Q. Why is renal cancer difficult to detect before there are any physical symptoms, i.e., blood in the urine?
Doctor Answer is medically reviewed by SecondMedic medical review team.
Kidney cancer is a type of cancer that does not typically show any physical signs or symptoms until it has grown larger and started to spread. This makes it very difficult for doctors to detect the disease in its early stages, when treatment is more successful.
Renal cancer, specifically, originates in the renal cells that make up the renal system—the kidney itself, as well as its collecting ducts and ureters. Since these cells are deep within the body’s cavities, they aren’t visible on the surface and cannot be felt with our hands during a physical exam. Therefore it takes specialized imaging technology such as an MRI or CT scan to detect abnormalities indicative of tumors.
In addition to this difficulty detecting tumors through imaging scans, many people have no symptoms at all until their tumor has reached an advanced stage; making diagnosis even later than what was initially possible from imaging alone.
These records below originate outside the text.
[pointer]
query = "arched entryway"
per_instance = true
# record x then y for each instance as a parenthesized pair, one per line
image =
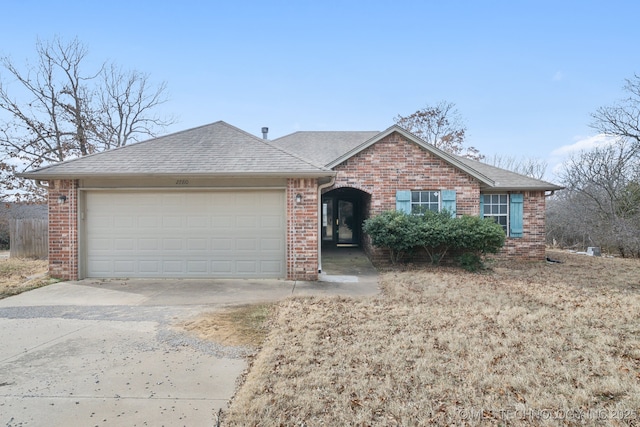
(343, 211)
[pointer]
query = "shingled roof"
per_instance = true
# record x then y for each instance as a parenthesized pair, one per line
(323, 147)
(332, 148)
(217, 149)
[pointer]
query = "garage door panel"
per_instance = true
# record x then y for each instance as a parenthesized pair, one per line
(199, 234)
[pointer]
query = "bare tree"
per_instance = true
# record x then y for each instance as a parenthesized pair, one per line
(601, 205)
(528, 166)
(623, 118)
(441, 126)
(57, 110)
(126, 105)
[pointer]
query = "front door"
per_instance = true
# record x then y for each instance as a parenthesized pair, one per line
(340, 221)
(345, 222)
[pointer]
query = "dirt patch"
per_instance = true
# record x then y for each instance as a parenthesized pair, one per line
(520, 344)
(20, 275)
(245, 325)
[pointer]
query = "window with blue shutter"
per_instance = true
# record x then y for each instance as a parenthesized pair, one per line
(403, 201)
(449, 201)
(516, 215)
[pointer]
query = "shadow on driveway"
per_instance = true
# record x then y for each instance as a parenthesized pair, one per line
(104, 352)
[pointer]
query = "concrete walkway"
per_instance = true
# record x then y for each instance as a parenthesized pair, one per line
(103, 353)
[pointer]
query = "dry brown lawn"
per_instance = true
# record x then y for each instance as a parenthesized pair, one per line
(520, 344)
(20, 275)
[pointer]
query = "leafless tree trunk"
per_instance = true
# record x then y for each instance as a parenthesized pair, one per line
(441, 126)
(531, 167)
(58, 110)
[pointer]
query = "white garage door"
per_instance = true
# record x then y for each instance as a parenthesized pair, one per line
(185, 234)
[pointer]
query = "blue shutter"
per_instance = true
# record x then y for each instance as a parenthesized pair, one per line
(448, 201)
(403, 201)
(516, 213)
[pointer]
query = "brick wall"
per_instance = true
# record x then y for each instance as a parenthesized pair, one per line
(63, 230)
(395, 163)
(302, 230)
(531, 246)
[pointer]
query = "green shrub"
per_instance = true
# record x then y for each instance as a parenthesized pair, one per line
(393, 230)
(470, 261)
(479, 235)
(438, 234)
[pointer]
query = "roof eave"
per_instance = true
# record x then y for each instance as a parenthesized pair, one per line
(232, 174)
(498, 188)
(435, 151)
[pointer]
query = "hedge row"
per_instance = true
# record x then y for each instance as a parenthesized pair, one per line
(438, 233)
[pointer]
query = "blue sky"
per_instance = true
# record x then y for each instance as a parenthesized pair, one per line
(525, 75)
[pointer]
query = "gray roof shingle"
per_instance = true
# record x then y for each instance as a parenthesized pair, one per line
(214, 149)
(323, 147)
(219, 149)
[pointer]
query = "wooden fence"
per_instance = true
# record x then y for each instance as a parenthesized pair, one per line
(29, 238)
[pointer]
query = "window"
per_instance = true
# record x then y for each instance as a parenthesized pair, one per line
(496, 207)
(422, 201)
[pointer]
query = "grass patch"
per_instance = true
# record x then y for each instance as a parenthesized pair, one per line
(521, 344)
(244, 325)
(21, 275)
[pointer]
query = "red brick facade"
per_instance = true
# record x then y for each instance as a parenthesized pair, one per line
(302, 229)
(531, 246)
(391, 164)
(63, 229)
(394, 163)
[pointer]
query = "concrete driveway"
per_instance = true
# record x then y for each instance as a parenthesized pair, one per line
(103, 353)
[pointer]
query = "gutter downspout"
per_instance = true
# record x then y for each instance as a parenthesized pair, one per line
(320, 188)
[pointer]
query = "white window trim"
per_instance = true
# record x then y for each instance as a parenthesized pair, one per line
(437, 192)
(508, 214)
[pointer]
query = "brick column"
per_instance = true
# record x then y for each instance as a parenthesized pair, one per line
(63, 229)
(302, 229)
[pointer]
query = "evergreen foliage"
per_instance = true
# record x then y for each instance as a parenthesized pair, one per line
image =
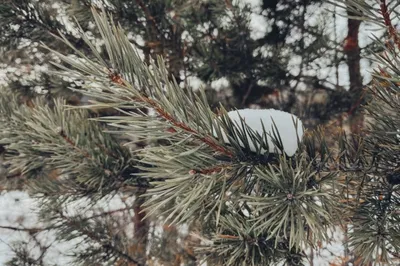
(247, 207)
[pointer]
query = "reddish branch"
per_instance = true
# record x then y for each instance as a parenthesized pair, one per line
(208, 171)
(207, 140)
(352, 51)
(116, 78)
(388, 22)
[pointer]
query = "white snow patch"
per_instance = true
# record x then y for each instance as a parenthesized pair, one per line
(256, 119)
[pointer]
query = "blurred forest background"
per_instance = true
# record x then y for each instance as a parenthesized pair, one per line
(300, 56)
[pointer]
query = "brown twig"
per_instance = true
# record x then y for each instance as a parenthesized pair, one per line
(388, 22)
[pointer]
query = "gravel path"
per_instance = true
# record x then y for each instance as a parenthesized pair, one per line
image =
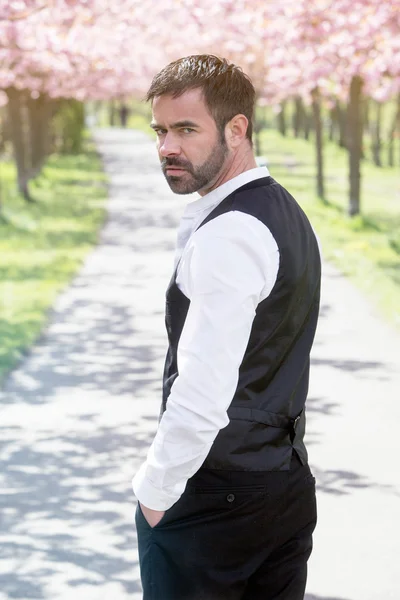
(79, 413)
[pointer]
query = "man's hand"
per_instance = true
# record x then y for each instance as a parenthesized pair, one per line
(153, 517)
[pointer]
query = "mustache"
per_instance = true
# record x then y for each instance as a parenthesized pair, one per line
(175, 162)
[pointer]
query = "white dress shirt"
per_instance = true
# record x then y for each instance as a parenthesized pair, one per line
(225, 268)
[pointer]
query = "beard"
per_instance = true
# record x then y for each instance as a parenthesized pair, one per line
(195, 178)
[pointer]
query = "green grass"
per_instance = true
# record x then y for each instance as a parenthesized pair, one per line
(43, 244)
(367, 247)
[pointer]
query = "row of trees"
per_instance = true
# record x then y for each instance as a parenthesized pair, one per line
(325, 54)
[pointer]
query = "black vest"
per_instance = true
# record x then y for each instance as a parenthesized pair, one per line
(267, 417)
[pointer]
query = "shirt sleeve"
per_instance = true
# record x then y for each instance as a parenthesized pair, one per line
(228, 266)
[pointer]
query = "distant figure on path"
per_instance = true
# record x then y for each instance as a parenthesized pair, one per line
(226, 498)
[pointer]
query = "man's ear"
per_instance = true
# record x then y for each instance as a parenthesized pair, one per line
(235, 131)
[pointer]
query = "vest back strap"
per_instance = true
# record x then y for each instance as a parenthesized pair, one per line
(245, 413)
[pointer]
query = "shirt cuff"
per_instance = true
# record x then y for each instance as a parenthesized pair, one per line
(149, 495)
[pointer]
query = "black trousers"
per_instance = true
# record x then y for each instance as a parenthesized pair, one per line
(232, 536)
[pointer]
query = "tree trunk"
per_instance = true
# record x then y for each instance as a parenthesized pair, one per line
(316, 108)
(39, 111)
(112, 113)
(355, 135)
(392, 132)
(18, 130)
(298, 116)
(308, 123)
(282, 119)
(376, 136)
(332, 123)
(342, 122)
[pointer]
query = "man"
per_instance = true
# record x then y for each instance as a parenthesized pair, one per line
(226, 498)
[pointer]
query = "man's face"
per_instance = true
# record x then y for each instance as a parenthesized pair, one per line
(189, 145)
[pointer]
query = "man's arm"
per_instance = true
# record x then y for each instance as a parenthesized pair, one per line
(229, 265)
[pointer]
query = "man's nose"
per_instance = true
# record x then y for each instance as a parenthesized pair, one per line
(169, 146)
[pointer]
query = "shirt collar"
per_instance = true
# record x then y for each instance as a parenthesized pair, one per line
(216, 196)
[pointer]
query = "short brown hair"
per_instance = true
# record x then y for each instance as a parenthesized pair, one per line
(227, 90)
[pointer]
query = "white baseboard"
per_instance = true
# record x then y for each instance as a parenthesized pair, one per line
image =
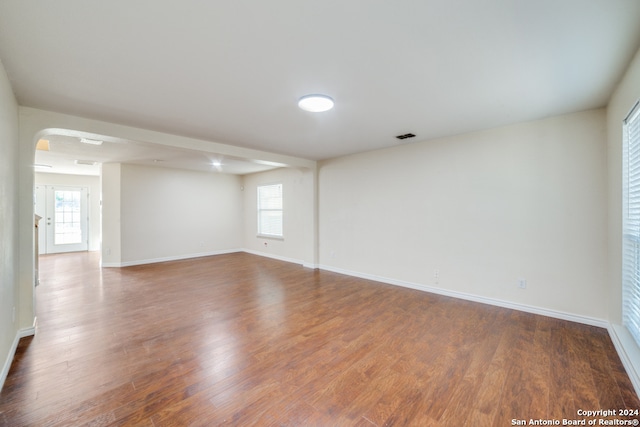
(628, 351)
(170, 258)
(475, 298)
(272, 256)
(27, 332)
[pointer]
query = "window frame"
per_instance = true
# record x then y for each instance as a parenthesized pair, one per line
(631, 222)
(262, 209)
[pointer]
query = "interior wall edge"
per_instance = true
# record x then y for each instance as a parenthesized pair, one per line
(628, 352)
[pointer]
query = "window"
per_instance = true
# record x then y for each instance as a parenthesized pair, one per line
(631, 223)
(270, 210)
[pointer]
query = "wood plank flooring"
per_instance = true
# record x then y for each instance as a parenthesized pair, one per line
(244, 340)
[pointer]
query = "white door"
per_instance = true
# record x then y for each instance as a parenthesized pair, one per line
(64, 223)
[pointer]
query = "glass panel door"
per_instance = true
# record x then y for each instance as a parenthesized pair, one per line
(66, 219)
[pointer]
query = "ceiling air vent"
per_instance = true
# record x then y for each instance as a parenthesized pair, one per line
(405, 136)
(86, 162)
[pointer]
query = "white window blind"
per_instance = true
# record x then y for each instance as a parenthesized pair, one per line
(631, 224)
(270, 210)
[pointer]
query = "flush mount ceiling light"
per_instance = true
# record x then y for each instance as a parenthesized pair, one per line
(315, 103)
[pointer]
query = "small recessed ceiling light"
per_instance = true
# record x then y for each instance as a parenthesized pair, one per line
(43, 144)
(90, 141)
(315, 103)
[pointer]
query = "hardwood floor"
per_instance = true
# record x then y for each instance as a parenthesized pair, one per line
(243, 340)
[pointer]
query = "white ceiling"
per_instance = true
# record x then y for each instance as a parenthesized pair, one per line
(68, 155)
(232, 71)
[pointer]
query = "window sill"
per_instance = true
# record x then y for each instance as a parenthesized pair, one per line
(266, 236)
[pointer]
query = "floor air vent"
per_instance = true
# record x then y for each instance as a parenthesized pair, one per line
(405, 136)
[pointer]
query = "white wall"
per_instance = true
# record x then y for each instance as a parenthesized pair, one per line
(299, 200)
(93, 185)
(483, 209)
(172, 214)
(9, 219)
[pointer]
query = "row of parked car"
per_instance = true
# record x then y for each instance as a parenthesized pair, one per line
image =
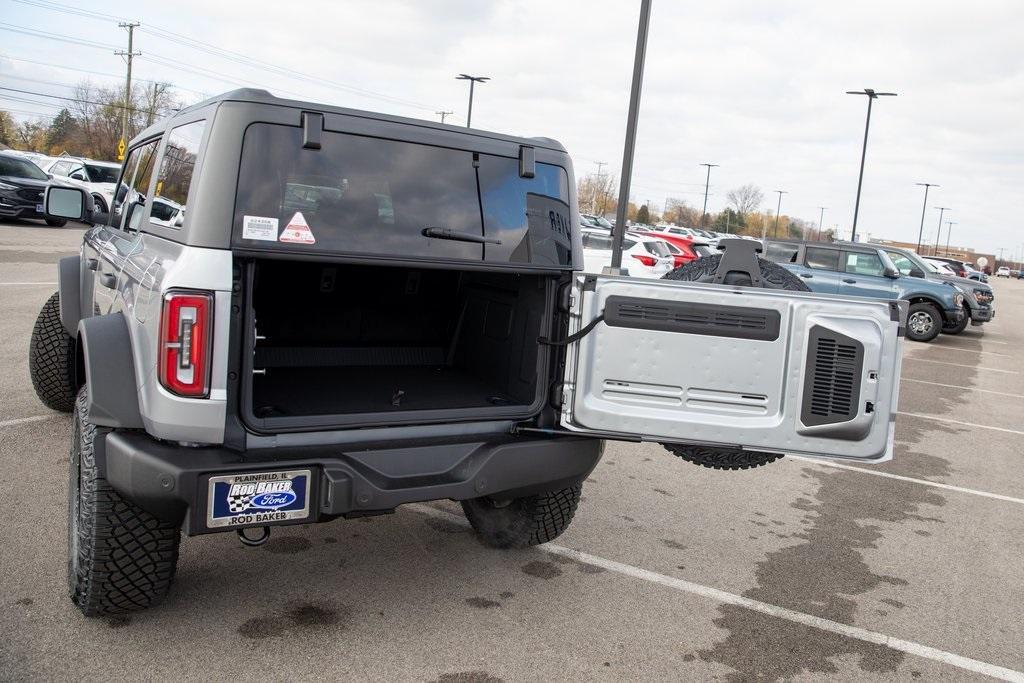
(24, 176)
(945, 295)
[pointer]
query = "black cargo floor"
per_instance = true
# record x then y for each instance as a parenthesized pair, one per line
(340, 390)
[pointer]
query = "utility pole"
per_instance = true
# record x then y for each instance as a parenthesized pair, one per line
(924, 207)
(942, 210)
(871, 95)
(473, 80)
(707, 185)
(127, 111)
(631, 137)
(778, 210)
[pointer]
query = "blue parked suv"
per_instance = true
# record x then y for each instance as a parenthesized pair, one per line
(865, 270)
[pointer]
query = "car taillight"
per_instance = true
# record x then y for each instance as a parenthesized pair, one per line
(185, 331)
Blood in urine can sometimes be a sign of renal cancer but usually only occurs after other more common conditions like urinary tract infection or kidney stones have been ruled out first since early cancers don't cause this symptom often enough for physicians to rely heavily on it for detection purposes alone.
For these reasons along with others (such as some genetic factors involved) early detection of renal cancer remains difficult which is why preventative measures are so important such preventive health screens that look into family history and risk factors associated with particular forms of cancer like kidney-related ones.